More than 200 gathered to discuss the fate of the school on Sunday, the Hartford Courant reported.

Some residents want the school torn down, claiming the bad memories will inhibit children from learning and the community from moving forward, while others say that tearing down the school down is a surrender and that only the hallways and classrooms where children and educators died should be removed.

No decision is expected for a while, and local officials will speak with victims' families about their wishes.

"It's pretty raw, but people are talking about it," Jim Gaston, one of Newtown's selectmen, told The Associated Press. "We'd like to hear from as many people as we can."

After the shooting at Columbine High School in Colorado that left 13 dead and 24 injured in 1999, the school tore down the library where most of the bloodshed occurred. Similarly, at Virginia Tech a classroom building where a student gunman killed 30 people in 2007 was converted into a peace studies and violence prevention center. Also, an Amish community in Pennsylvania tore down the West Nickel Mines Amish School and built a new school a few hundred yards away after a gunman killed five girls there in 2006.

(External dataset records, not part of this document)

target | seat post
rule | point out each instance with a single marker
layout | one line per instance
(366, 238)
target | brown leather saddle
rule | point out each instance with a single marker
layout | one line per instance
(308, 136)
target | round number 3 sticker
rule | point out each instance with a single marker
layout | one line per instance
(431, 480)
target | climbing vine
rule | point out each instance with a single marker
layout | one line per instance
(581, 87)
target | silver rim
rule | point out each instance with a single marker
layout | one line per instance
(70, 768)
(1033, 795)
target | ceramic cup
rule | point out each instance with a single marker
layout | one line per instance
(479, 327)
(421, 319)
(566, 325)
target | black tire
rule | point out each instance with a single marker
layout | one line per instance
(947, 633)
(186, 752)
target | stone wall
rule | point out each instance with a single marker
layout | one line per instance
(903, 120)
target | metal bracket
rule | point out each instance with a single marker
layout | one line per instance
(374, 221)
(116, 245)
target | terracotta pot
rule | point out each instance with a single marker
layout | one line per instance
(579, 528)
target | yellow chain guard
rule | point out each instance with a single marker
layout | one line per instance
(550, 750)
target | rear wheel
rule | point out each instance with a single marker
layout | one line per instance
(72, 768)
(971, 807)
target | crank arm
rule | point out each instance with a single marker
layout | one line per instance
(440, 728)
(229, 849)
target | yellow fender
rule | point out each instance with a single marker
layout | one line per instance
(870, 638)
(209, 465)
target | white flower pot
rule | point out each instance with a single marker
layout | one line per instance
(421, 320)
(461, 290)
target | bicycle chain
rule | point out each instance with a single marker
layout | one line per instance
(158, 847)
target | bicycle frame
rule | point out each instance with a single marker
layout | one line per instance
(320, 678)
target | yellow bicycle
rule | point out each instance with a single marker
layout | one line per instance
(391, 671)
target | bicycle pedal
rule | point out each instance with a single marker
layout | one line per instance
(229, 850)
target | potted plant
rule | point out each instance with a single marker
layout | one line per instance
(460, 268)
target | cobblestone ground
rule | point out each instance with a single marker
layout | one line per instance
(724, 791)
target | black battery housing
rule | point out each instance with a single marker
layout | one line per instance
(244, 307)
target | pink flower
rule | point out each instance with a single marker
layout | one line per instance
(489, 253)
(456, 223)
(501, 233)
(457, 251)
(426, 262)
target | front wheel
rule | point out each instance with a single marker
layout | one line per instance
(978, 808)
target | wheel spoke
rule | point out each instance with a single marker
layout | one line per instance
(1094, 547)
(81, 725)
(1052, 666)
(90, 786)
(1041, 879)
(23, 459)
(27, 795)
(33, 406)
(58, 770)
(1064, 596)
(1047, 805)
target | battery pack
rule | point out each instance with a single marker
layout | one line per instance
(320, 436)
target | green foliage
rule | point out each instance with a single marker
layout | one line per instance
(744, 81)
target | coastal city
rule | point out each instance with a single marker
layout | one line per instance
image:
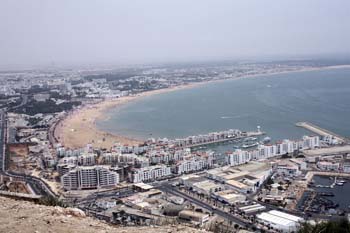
(174, 116)
(53, 152)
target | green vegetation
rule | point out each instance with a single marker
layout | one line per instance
(340, 226)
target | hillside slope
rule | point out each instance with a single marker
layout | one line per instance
(21, 216)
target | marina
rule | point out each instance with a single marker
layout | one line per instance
(328, 195)
(322, 132)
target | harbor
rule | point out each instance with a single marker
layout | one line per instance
(322, 132)
(327, 195)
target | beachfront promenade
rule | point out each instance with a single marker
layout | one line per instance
(323, 132)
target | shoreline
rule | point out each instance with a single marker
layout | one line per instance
(79, 127)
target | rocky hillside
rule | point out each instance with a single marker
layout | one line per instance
(22, 216)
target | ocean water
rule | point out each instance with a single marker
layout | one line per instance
(274, 102)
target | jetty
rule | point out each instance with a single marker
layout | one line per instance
(323, 132)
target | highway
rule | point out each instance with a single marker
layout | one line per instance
(166, 188)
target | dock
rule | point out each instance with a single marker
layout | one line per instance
(249, 134)
(322, 132)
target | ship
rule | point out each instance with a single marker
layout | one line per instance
(248, 139)
(266, 140)
(250, 145)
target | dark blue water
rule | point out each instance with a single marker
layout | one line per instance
(341, 193)
(275, 102)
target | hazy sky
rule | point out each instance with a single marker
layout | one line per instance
(97, 31)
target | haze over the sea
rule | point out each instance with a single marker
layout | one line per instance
(275, 102)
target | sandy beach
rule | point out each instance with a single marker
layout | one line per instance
(79, 127)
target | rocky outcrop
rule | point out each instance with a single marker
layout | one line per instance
(22, 216)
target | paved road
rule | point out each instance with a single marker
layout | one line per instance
(169, 189)
(38, 186)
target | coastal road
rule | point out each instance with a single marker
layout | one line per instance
(166, 188)
(39, 186)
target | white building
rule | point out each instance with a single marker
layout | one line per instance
(149, 173)
(89, 178)
(280, 221)
(192, 164)
(328, 166)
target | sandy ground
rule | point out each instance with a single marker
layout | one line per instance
(79, 128)
(23, 216)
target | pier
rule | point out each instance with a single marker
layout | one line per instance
(323, 132)
(249, 134)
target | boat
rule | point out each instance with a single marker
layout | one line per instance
(250, 145)
(266, 140)
(248, 139)
(340, 182)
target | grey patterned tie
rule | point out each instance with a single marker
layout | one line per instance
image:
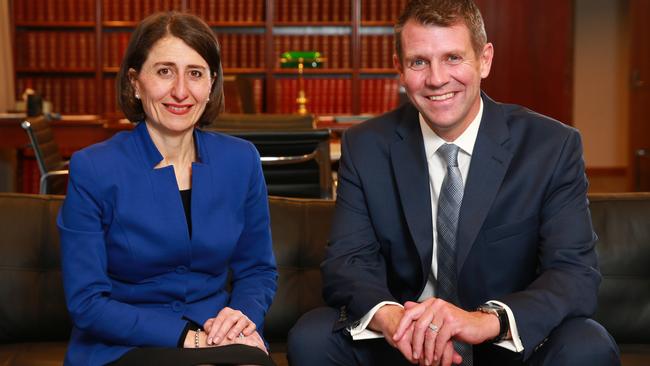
(451, 196)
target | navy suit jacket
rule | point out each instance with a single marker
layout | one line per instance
(131, 270)
(524, 235)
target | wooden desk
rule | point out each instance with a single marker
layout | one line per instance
(75, 134)
(71, 135)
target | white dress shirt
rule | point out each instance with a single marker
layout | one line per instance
(437, 168)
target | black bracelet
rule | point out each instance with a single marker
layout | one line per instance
(196, 338)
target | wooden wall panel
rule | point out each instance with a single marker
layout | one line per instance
(533, 62)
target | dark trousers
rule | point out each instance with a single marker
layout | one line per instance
(236, 354)
(577, 341)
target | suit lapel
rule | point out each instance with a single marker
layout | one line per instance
(490, 161)
(412, 177)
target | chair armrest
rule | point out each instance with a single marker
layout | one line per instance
(44, 178)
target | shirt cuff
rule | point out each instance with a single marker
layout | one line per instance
(513, 344)
(359, 330)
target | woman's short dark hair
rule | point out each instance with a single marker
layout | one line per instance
(191, 30)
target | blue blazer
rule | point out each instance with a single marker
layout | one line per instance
(524, 238)
(131, 271)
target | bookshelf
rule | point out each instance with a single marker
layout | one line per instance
(70, 51)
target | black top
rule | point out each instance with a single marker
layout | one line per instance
(186, 196)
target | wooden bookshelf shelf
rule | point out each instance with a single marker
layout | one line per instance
(53, 24)
(377, 23)
(313, 24)
(235, 71)
(387, 71)
(323, 71)
(77, 70)
(237, 24)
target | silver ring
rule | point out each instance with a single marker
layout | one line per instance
(434, 328)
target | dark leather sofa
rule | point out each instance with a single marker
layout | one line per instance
(34, 324)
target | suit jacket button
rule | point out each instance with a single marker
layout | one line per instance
(181, 269)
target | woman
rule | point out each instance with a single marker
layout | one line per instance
(157, 219)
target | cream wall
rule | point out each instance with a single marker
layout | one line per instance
(600, 105)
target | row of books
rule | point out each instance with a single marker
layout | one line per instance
(377, 51)
(75, 51)
(241, 50)
(333, 96)
(54, 10)
(379, 95)
(380, 10)
(55, 50)
(135, 10)
(233, 102)
(313, 11)
(69, 95)
(238, 50)
(335, 49)
(214, 11)
(210, 10)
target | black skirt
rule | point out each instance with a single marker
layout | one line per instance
(233, 354)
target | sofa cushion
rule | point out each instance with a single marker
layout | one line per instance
(32, 307)
(300, 228)
(622, 223)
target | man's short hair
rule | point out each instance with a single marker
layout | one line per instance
(443, 13)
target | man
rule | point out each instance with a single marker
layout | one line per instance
(462, 231)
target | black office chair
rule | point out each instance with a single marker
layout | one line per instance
(50, 163)
(263, 122)
(295, 163)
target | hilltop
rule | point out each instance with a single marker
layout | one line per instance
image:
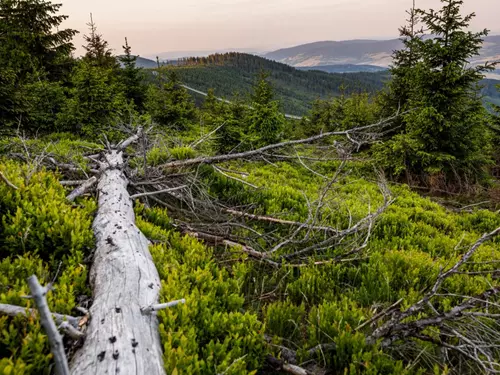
(232, 73)
(359, 52)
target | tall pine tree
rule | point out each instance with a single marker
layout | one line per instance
(443, 135)
(131, 77)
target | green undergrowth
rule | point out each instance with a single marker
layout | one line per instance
(211, 333)
(238, 310)
(39, 232)
(63, 147)
(411, 242)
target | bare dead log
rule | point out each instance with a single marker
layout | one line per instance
(120, 338)
(280, 365)
(71, 331)
(150, 309)
(262, 150)
(82, 189)
(157, 192)
(55, 340)
(10, 184)
(13, 311)
(72, 183)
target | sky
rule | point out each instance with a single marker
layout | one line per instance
(156, 26)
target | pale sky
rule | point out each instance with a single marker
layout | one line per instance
(156, 26)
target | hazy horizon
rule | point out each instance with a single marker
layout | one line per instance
(154, 27)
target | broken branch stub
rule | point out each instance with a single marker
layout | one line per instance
(120, 338)
(48, 324)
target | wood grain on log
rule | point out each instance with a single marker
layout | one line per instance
(120, 338)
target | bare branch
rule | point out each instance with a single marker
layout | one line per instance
(124, 144)
(150, 309)
(151, 193)
(82, 189)
(10, 184)
(235, 178)
(13, 311)
(55, 340)
(262, 150)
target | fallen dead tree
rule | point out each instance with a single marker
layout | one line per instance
(120, 337)
(122, 333)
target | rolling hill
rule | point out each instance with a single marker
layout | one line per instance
(363, 52)
(234, 73)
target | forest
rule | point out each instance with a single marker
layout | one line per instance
(232, 75)
(147, 231)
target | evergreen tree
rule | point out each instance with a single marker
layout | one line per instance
(97, 49)
(96, 100)
(31, 41)
(170, 104)
(266, 122)
(403, 64)
(35, 60)
(444, 131)
(131, 77)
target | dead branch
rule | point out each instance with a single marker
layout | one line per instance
(13, 311)
(152, 308)
(10, 184)
(71, 331)
(82, 189)
(262, 150)
(72, 183)
(55, 340)
(281, 365)
(151, 193)
(462, 322)
(235, 178)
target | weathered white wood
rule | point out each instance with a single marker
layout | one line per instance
(12, 310)
(55, 339)
(120, 339)
(82, 189)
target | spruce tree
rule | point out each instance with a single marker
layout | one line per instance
(266, 122)
(31, 41)
(97, 48)
(131, 77)
(443, 133)
(35, 62)
(170, 104)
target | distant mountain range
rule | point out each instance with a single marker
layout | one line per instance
(363, 52)
(344, 68)
(296, 89)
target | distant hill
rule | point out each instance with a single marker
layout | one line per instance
(141, 62)
(344, 68)
(232, 73)
(361, 52)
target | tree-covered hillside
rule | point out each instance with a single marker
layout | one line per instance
(141, 233)
(234, 73)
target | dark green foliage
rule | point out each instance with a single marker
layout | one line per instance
(341, 113)
(35, 55)
(232, 73)
(265, 121)
(131, 77)
(169, 104)
(444, 132)
(38, 230)
(30, 38)
(97, 49)
(95, 99)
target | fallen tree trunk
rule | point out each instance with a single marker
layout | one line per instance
(120, 338)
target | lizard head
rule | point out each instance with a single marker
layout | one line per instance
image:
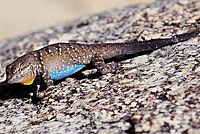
(20, 71)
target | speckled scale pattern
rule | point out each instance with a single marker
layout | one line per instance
(63, 59)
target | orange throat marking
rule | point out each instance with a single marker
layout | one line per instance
(29, 80)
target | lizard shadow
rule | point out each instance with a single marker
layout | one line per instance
(17, 90)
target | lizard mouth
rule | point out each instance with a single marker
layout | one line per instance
(25, 80)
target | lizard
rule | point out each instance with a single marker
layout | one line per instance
(59, 60)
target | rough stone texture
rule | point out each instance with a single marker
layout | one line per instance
(153, 93)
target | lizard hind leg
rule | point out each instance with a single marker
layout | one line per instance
(102, 67)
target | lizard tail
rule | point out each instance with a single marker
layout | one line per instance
(150, 45)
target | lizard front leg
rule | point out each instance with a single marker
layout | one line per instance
(103, 68)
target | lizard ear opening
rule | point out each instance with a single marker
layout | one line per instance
(29, 80)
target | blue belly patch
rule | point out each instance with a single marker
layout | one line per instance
(57, 75)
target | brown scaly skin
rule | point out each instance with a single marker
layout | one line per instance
(64, 55)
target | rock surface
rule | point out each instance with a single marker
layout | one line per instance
(152, 93)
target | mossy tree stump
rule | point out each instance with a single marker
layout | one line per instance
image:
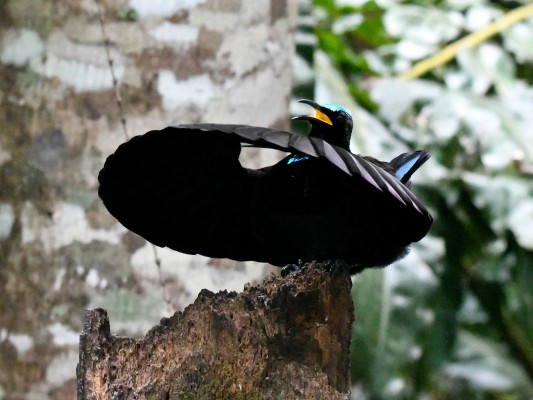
(285, 338)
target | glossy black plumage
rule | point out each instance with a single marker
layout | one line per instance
(183, 187)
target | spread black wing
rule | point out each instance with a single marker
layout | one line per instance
(183, 187)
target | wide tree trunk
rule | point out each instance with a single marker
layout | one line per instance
(285, 338)
(174, 61)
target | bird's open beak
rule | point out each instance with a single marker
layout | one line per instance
(318, 112)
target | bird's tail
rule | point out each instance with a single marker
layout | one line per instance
(406, 164)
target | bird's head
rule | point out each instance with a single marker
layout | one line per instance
(332, 123)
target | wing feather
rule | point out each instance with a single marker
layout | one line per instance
(349, 163)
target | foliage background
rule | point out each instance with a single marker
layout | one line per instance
(453, 319)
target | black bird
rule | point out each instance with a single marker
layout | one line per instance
(183, 187)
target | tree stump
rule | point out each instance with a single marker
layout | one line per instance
(285, 338)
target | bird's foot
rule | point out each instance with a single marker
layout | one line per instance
(287, 269)
(334, 266)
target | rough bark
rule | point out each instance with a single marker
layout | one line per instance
(224, 61)
(285, 338)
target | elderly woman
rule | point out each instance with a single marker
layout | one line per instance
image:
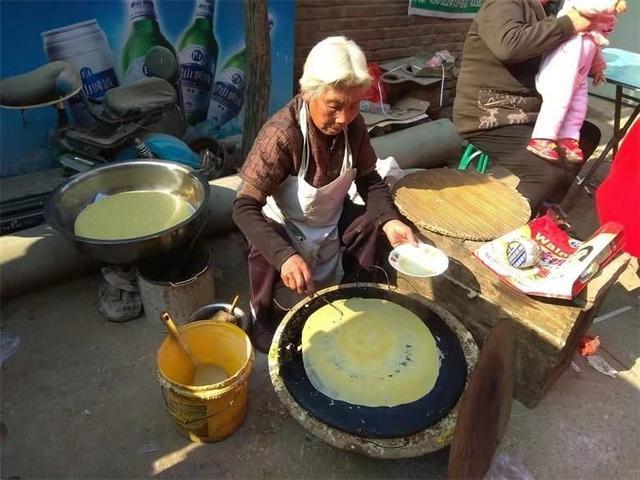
(496, 102)
(303, 232)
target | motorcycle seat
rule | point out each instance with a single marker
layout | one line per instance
(46, 85)
(137, 100)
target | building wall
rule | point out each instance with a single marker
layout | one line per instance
(382, 28)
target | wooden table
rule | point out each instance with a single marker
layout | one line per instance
(547, 331)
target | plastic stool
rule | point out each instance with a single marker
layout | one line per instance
(469, 154)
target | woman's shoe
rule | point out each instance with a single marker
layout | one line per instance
(571, 150)
(544, 148)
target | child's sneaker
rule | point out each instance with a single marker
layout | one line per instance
(571, 150)
(544, 148)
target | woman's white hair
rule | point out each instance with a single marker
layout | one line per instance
(334, 62)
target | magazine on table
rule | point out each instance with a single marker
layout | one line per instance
(540, 259)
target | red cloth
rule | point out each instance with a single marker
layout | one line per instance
(618, 198)
(588, 345)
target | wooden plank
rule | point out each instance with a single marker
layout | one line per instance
(547, 331)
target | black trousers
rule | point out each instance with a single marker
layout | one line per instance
(540, 179)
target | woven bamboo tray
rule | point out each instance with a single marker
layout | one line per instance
(461, 204)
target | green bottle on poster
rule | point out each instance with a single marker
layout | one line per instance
(228, 91)
(198, 55)
(144, 34)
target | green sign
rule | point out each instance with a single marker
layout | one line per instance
(445, 8)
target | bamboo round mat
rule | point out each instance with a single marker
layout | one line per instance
(461, 204)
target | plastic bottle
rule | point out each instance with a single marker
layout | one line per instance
(144, 34)
(198, 57)
(84, 45)
(228, 91)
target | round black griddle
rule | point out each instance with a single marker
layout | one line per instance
(374, 422)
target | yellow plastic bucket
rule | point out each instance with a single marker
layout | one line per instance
(206, 413)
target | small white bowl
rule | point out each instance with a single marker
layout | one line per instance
(420, 260)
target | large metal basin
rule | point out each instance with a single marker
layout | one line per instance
(68, 200)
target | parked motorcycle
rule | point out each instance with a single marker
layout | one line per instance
(139, 120)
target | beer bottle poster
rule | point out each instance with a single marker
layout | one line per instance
(106, 42)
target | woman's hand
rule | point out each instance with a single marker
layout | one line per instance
(296, 274)
(398, 233)
(580, 22)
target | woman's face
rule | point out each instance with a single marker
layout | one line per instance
(335, 108)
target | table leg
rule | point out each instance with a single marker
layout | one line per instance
(616, 117)
(584, 181)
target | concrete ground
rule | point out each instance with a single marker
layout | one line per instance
(80, 398)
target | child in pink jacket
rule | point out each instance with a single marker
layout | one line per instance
(562, 82)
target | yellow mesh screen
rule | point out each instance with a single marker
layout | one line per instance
(131, 215)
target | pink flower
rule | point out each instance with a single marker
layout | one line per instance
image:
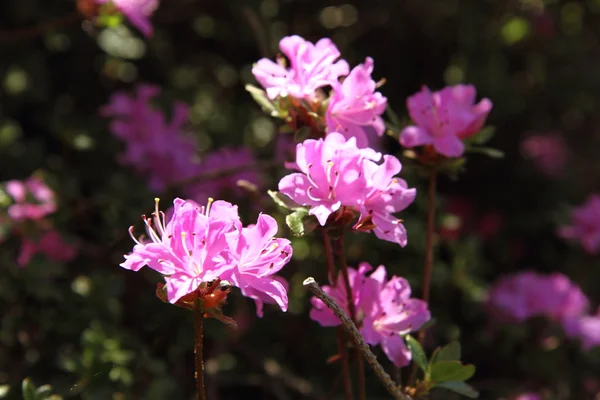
(154, 148)
(50, 244)
(548, 152)
(444, 119)
(138, 12)
(585, 225)
(529, 294)
(386, 310)
(312, 66)
(201, 244)
(335, 173)
(585, 328)
(354, 105)
(221, 160)
(33, 199)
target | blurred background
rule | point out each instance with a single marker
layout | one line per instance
(96, 331)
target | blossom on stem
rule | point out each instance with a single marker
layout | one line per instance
(585, 225)
(385, 309)
(203, 244)
(335, 173)
(312, 66)
(138, 12)
(355, 105)
(33, 199)
(444, 118)
(528, 294)
(153, 148)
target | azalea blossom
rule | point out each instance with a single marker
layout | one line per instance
(445, 118)
(158, 150)
(385, 310)
(335, 173)
(355, 105)
(311, 66)
(138, 12)
(203, 244)
(585, 225)
(32, 198)
(528, 294)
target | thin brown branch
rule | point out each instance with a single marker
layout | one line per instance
(385, 379)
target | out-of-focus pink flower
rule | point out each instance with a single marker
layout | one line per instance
(33, 199)
(312, 66)
(50, 244)
(336, 173)
(585, 328)
(385, 308)
(548, 152)
(444, 118)
(154, 148)
(355, 105)
(585, 225)
(138, 12)
(528, 294)
(221, 160)
(199, 245)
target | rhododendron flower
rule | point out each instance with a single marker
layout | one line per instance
(385, 310)
(585, 225)
(585, 328)
(224, 159)
(354, 105)
(33, 199)
(154, 148)
(138, 12)
(548, 152)
(529, 294)
(444, 119)
(312, 66)
(50, 244)
(336, 173)
(203, 244)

Susan Gibney, who lives in Sandy Hook, said she purposely doesn't drive by the school because it's too disturbing. She has three children in high school, but they didn't attend Sandy Hook Elementary School. She believes the building should be torn down.

"I wouldn't want to have to send my kids back to that school," said Gibney, 50. "I just don't see how the kids could get over what happened there."

On the contrary, to tear the school down "would be like saying to evil, 'You've won,'" said Fran Bresson, a retired police officer who attended Sandy Hook Elementary School in the 1950s.

Christine Wilford said her second-grade son, Richard, wants to go back to Sandy Hook Elementary School. "Granted, he did not see a lot," she told the Courant.

For now, Sandy Hook students will continue attending a school renovated specially for them about 7 miles away in a neighboring town for now.

Newtown First Selectwoman E. Patricia Llodra said the aim is to finalize a plan by March.

"I think we have to start that conversation now," said Llodra. "It will take many, many months to do any kind of school project. We have very big decisions ahead of us. The goal is to bring our students home as soon as we can."